À six heures pétantes le mardi matin, c’est Petra Nareks qui lance l’entraînement. Elle est avec Igor l’une des garantes de la stabilité et de la continuité des lieux. Compétitrice jusqu’au jour de ses 39 ans, la sextuple médaillée européenne des -52 kg est une enseignante carrée, attentive et attentionnée. À mesure que les ultimes murmures de la nuit cèdent la place aux promesses de l’aube, Petra encourage ses ouailles du jour, dont mon fils, plus jeune des participants présents cette semaine. Nous travaillons la coordination. La variété des exercices proposés donne le tournis. Il y a ici quelque chose de l’héritage de l’entraîneur russe Guennadi Touretski, légendaire mentor du nageur Alexander Popov. Le technicien était connu pour être capable de réveiller ses athlètes au milieu de la nuit pour aller faire des longueurs de bassin. Se tenir prêt, partout, tout le temps, tel un mantra. Du haut de sa ceinture bleue et de ses championnats interdépartementaux, mon fils mesure à cet instant tout ce qu’il lui reste à apprendre. Sur le parking, les parents laissent tourner le moteur, phares allumés, connectés sur leur portable. À sept heures, ils embarquent leurs gamins, direction le collège ou le lycée. Mon fils, lui, est en vacances. Il remonte se doucher et se glisse sous la couette avec volupté. J’irai le réveiller vers midi.

La transmission d’une culture jusque dans ses moindres détails. ©JudoAKD

Sur le parking, Igor arrive. Il a de la paperasse à faire puis doit changer les roues de sa voiture. Le temps se couvre mais j’en profite pour prendre l’air et aller à pied faire le plein de provisions à la supérette du coin, à un kilomètre et demi de là. L’enchaînement des maisons n’est pas sans rappeler le Pays basque côté Saint-Jean-Pied-de-Port, ou de paisibles villages d’Alsace arpentés jadis en famille et à vélo. Au retour, sans surprise mon fiston pionce sec. J’emmène ma fille se balader dans les bois à l’arrière du chalet, sur les traces des appareils de torture que Fabi a bâti de ses propres mains au fil des années en mode boot camp. La pluie nous conduit à presser le pas. Nous déjeunons tous les trois de pâtes. Le fiston a du sommeil à rattraper des dernières semaines, alors il se recouche. Ma fille révise son bac de Français. Dehors, surprise, il se met à neiger.
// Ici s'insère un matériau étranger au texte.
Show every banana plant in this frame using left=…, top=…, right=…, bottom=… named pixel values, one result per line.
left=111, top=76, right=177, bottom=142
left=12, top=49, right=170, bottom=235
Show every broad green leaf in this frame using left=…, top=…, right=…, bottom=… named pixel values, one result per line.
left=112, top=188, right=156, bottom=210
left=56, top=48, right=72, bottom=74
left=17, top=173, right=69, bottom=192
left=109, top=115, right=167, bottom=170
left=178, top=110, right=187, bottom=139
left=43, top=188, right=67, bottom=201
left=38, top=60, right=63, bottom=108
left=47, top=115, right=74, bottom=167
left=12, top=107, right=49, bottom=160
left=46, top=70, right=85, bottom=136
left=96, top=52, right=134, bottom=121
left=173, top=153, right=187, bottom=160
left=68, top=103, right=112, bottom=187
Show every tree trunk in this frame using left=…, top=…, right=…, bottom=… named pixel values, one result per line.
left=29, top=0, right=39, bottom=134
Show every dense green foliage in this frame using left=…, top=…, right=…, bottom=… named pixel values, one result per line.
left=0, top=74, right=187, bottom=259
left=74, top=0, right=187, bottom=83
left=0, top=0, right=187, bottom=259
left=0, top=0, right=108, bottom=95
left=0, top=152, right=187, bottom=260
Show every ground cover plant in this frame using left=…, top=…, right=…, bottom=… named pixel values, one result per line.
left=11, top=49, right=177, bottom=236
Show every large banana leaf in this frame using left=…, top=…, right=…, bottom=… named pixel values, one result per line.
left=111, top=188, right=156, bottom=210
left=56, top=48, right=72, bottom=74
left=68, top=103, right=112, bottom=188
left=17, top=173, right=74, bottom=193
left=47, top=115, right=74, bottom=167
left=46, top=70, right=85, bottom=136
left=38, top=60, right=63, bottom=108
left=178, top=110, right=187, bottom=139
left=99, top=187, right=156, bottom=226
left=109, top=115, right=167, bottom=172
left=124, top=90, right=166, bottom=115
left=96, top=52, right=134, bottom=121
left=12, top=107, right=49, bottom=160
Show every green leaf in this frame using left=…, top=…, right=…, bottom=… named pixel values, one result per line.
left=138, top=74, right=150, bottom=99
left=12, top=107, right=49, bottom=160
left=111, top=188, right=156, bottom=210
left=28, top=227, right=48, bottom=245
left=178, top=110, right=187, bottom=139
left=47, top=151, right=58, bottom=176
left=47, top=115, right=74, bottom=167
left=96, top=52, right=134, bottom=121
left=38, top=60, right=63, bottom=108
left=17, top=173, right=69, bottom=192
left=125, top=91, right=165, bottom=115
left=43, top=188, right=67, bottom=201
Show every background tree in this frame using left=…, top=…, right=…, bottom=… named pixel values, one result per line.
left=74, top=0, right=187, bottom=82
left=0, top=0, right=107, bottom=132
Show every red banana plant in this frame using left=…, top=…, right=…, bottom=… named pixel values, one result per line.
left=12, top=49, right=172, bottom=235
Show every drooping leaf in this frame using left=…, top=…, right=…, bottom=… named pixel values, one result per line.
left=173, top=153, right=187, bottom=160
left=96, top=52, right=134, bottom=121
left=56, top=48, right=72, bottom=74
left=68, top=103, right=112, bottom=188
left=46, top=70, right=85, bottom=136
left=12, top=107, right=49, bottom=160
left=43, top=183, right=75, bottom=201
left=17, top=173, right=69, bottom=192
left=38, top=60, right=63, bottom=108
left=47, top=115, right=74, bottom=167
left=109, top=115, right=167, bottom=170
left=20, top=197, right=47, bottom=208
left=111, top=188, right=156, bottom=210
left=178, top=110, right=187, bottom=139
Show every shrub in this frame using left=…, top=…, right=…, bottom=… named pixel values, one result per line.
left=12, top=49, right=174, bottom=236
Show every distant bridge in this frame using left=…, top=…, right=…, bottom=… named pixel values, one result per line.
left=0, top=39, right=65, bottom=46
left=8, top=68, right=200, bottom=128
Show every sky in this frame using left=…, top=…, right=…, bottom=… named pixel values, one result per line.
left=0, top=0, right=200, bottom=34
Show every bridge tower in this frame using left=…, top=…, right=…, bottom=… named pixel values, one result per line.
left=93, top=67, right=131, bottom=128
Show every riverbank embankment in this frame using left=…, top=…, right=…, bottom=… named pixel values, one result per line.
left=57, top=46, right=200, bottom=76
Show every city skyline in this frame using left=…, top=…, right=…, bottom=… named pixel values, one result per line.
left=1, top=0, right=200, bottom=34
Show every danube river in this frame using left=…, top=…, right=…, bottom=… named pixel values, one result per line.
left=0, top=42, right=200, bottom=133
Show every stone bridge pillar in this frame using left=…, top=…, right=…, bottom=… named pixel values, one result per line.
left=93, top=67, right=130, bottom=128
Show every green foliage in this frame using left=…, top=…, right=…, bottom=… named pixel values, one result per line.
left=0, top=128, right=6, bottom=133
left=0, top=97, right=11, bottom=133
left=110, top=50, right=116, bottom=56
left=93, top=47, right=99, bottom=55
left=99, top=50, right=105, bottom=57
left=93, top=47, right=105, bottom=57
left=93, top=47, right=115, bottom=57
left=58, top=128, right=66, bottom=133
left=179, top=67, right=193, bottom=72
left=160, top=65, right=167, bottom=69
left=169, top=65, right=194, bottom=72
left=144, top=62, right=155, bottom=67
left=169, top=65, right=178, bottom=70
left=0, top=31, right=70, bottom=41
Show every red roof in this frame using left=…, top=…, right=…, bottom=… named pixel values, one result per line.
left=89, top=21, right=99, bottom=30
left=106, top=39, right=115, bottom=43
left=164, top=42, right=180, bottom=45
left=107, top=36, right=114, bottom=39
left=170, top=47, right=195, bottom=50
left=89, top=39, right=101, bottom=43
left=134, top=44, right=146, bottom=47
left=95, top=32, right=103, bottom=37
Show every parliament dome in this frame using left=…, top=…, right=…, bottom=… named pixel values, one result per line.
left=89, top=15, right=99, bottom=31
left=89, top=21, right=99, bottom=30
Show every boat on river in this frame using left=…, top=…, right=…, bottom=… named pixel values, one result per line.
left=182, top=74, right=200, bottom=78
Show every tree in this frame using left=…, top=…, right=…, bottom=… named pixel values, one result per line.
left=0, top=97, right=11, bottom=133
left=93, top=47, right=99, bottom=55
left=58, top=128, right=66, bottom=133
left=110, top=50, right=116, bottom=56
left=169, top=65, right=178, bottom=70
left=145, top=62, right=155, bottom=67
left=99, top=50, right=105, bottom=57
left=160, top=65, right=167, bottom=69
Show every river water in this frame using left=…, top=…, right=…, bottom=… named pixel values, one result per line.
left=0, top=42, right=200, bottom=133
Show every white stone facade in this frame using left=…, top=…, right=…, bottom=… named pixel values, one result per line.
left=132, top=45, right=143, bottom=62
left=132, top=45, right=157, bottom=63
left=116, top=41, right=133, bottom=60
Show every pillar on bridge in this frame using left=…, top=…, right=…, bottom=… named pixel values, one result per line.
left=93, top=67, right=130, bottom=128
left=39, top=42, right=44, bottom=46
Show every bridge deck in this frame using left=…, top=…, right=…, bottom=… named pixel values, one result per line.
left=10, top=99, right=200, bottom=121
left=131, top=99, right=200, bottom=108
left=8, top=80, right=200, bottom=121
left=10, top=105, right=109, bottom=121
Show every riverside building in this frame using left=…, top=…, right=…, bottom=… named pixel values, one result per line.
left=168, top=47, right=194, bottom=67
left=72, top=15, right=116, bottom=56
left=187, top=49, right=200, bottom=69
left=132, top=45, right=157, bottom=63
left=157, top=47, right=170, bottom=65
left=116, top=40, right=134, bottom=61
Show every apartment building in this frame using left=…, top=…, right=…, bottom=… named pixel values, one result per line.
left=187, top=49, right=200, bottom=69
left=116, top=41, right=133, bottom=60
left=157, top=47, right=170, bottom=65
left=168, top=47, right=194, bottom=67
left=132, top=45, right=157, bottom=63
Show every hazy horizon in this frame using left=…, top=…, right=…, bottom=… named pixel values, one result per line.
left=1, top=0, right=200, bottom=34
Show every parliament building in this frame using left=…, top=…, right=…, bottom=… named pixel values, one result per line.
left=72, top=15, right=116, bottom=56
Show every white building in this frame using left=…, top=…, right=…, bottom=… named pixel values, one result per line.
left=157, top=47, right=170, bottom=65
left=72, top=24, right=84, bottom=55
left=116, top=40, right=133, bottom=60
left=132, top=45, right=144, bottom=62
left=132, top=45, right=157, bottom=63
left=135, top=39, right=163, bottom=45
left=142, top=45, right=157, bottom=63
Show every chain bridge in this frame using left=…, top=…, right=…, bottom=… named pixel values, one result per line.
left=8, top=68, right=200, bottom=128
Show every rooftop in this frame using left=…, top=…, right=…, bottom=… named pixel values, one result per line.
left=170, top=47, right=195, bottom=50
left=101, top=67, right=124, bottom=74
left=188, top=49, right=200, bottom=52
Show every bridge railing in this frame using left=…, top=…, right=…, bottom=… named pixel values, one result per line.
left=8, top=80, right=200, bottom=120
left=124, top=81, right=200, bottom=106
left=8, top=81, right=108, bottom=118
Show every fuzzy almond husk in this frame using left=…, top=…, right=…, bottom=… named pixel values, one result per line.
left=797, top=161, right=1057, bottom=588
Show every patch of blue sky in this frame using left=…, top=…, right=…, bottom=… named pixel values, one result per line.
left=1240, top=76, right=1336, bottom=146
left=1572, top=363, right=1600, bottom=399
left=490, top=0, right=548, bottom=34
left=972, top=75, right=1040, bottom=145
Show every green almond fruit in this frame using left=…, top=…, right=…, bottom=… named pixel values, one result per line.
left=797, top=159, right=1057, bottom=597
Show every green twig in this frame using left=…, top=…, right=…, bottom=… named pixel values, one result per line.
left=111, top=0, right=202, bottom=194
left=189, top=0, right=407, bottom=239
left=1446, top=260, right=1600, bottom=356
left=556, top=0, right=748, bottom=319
En fin d’après-midi nous allons au nouveau dojo, de l’autre côté du pont. Même tatami aux couleurs vert et bleu du survêtement national. Les enfants du cours précédent finissent leur session par un jeu consistant à retrouver leur veste et leur ceinture au milieu d’un tas amassé à l’autre bout du tapis, puis s’alignent pour apprendre à les plier du mieux possible. Le cours des ados démarre dans la foulée. Des gamins solides et mon fils qui apprend la vie aux côtés du -50 Jernej Preloznik et du -42 Tarik Draganovic. Tous deux sont médaillés nationaux de leur catégorie d’âge. Le soir, mon aîné, resté en France pour ses examens, envoie un lien à son frangin pour regarder le match de Ligue des champions. Une journée parfaite pour ce dernier. Il vit là sa meilleure vie.

Mercredi exceptionnel : pas d’entraînement. Petra et Igor sont partis accompagner un groupe sur une compétition scolaire. Nous démarrons pour Zagreb, à deux heures de route, pour un déjeuner et une promenade en ville avec la maman, en congrès toute la semaine dans la capitale croate. Pendant que les enfants déneigent la voiture, j’aperçois la Suzuki hybride de Tina Trstenjak, autre légende du club. La championne du monde 2015 et double médaillée olympique (1e en 2016, 2e en 2021) est là et nous papotons rapidement. Urska Zolnir Jugovar, autre valeur sûre olympique des lieux (3e à Athènes, porte-drapeau à Pékin, 1e à Londres), m’a informé par WhasApp qu’elle sera dans les environs le lendemain mais nous ne réussirons pas à nous croiser. Discrètes et compétentes, les deux femelles alpha des lieux tracent aujourd’hui leur route. Urska, l’aînée, est désormais directrice des sports au sein de l’Union européenne de judo. Tina, la cadette, est superviseuse de l’arbitrage pour la Fédération internationale.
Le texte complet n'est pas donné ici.